Un traité quasi exhaustif
Malgré la pluralité des auteurs, de leurs champs disciplinaires (économie, sociologie, etc.), de leurs orientations épistémologiques et de leurs contextes nationaux, cet ouvrage conserve une cohérence d’ensemble, tant de forme que de fond, qui facilite grandement la lecture. Le souci d’une approche didactique et la volonté d’une présentation de théories alternatives sur l’ESS sont essentiels à un traité. Tous les auteurs ont su répondre à ces exigences. La priorité donnée à la clarification et à l’explication, nécessaire pour comprendre, implique un effort conceptuel et une réflexion théorique auxquels tous les chapitres donnent une place prépondérante en fournissant des références bibliographiques utiles et souvent récentes. En revanche, compte tenu de cette priorité, les faits empiriques (monographies, données statistiques) sont rares dans l’ouvrage. Les auteurs en sont conscients et ils ont veillé à ce que le lecteur soit accompagné dans sa lecture par une cinquantaine d’encadrés qui viennent apporter soit des outils conceptuels complémentaires, soit des illustrations sectorielles éclairantes. De même, la seconde partie commence délibérément par un chapitre consacré à l’appréhension statistique de l’ESS (chapitre VII). Edith Archambault, dont l’engagement sur ces questions est bien connu (ADDES, programme Johns Hopkins, rapport du CNIS, etc.), dresse un état des lieux au plan international et s’interroge sur la qualité des données en soulignant les progrès accomplis depuis trente ans, comme les chantiers à poursuivre pour améliorer les connaissances, notamment sur le bénévolat.
L’exhaustivité est aussi un élément souhaitable pour la rédaction d’un traité. Sur ce point, la réussite serait totale si le champ des mutuelles avait pu trouver dans l’ouvrage une vraie place. Nul doute que les éditions ultérieures s’attacheront à combler cette lacune d’autant plus regrettable que les mutuelles de santé ou d’assurance partagent avec les associations ou les coopératives de nombreux enjeux et que, malgré leur ancienneté et leur institutionnalisation, elles manifestent avec l’économie solidaire décrite par Laurent Gardin et Jean-Louis Laville (chapitre V), ou avec les entreprises sociales présentées par Jacques Defourny (chapitre VI), des parentés qui éveillent logiquement l’intérêt du lecteur pour des approfondissements et des comparaisons.
Intégrer dans la première partie un chapitre, le quatrième, consacré à la question du bénévolat ouvre des perspectives intéressantes.
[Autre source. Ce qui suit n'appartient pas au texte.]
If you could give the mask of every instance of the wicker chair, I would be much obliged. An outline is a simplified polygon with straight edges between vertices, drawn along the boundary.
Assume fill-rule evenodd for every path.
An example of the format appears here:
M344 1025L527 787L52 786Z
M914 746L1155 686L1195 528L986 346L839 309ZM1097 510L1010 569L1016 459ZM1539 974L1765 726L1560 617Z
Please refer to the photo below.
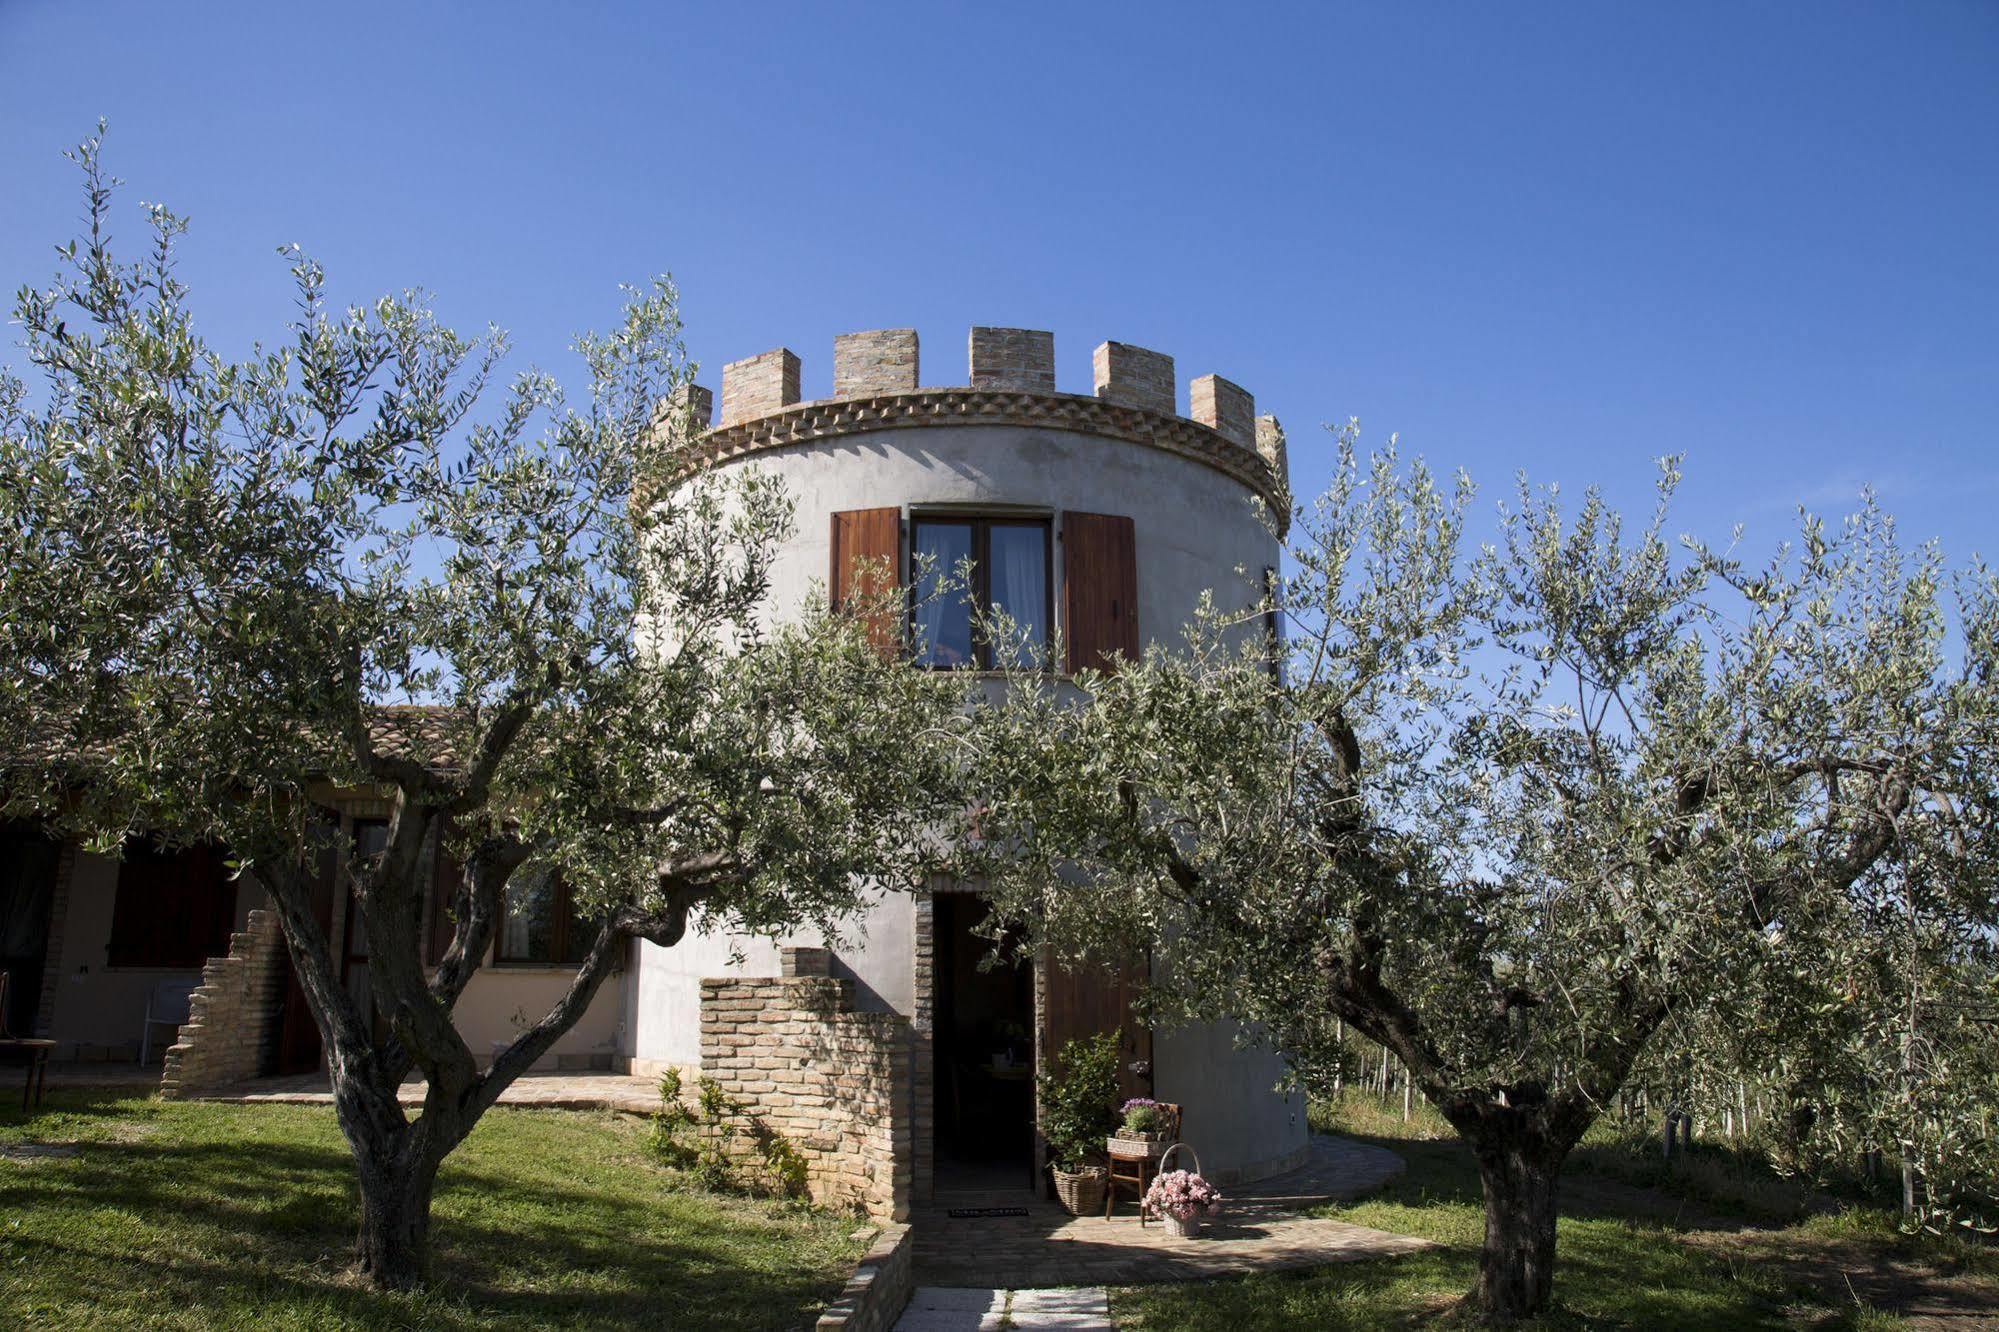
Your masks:
M49 1078L49 1054L56 1043L33 1036L15 1036L7 1030L7 985L12 979L0 971L0 1062L26 1064L27 1085L21 1088L21 1108L42 1103L42 1088Z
Lionel Prouteau y présente l’état des connaissances scientifiques en psychologie, en sociologie et surtout en économie, permettant de prendre la mesure de la complexité et de la variété de cette pratique sociale. Concept décalé en regard des autres, plus analytiques (les coopératives, les associations, les entreprises sociales), le bénévolat concerne à des degrés variables les organisations de l’ESS mais constitue un élément important partagé au moins par celles qui visent un intérêt mutuel ou rejoignent un intérêt général. Ce chapitre traite aussi d’autres problématiques rencontrées ailleurs dans l’ouvrage comme le désintéressement, la réciprocité, l’engagement, la participation à la constitution d’espaces publics, l’économie du don, etc.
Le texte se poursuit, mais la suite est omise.